The show opened with the former Dundee United manager, who’s played by the excellent Barrie Hunter in a two-hander with the equally impressive Chris Alexander, delivering the mother of all dressing downs to his players after a match. Of course, the punchline is that United had in fact won 5-0. The current Rangers players would not know what’s hit them were McLean in situ at Ibrox, which he once might have been.
Loyalty to United and recognition that his family were happily settled in Broughty Ferry persuaded him to stay. The club were his life.
So, when the McLean character turns and asks, “how are the team doing?” it’s one of the most poignant moments in a deeply moving play, written by Phil Differ. Even before McLean’s current struggles with dementia, his association with United had been broken somewhat. But this production and the unveiling of a statue outside Tannadice in May will help redress this.
“What’s this statue to be made of?” asks McLean. “Blood, sweat and tears?” It was once said that McLean was a joiner from Larkhall who thought he was a carpenter from Nazareth. But that’s inaccurate because he suffered from the opposite of a God complex; he never, ever thought he was good enough. Quite the opposite in fact.
He was forever trying to prove himself, push the limits of the corner shop club against the supermarkets. There were plenty of casualties. At one point McLean delivers a sad admission that he was a poor father to his two sons.
The stage set is exceptional. A broken door handle is a central motif. Fragments of tenement building stretch towards the roof. A ladder leans against a wall. There are sheets draped over a chair in what might be an approximation of a joiner’s workshop or the insides of a confused mind.
An old radio flickers into life to broadcast a report of United’s title win at Dens Park. Steps lead up to a gantry – maybe a press box?
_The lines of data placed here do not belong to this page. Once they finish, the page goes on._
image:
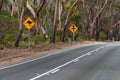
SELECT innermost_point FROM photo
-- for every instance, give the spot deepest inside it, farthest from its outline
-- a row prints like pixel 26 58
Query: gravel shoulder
pixel 17 55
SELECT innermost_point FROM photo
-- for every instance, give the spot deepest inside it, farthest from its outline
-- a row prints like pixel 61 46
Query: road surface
pixel 91 62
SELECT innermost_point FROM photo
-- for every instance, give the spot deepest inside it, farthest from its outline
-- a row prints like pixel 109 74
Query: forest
pixel 97 20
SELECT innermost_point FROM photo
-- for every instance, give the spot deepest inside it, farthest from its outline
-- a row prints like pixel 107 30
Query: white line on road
pixel 58 68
The media, of course, were his bete noire, even playing a part in his ultimate downfall. The play deals with this episode early on. McLean, then chairman, is interviewed after a defeat by Hearts in October 2000 and the muffled sound off camera is him striking John Barnes after a fair question from the reporter regarding then manager Alex Smith’s future.
The McLean character comes to realise the media were not his main enemy. Rather, it is the march of time. A new breed of player, untameable in some cases, saw McLean’s powers wane. Which of his many brilliant players features most in a brisk play that sees the final whistle blown at just under the hour mark? Paul Sturrock, Eamonn Bannon, Davie Narey? No, it’s Duncan Ferguson, who McLean despaired at because football, it seemed, was not his be all and end all.
Every time Ferguson’s name is mentioned, a crow squawks ominously.
McLean accepts his football obsession is a form of madness. “The black addiction of the brain”, is how Bertolt Brecht termed such an overwhelming desire to win. McLean even has a tantrum when losing a game of cards with his wife, Doris.
The play’s run ends tonight. While McLean himself stayed put at United, for better or worse in terms of his own ambitions, this production surely merits a transfer to places elsewhere.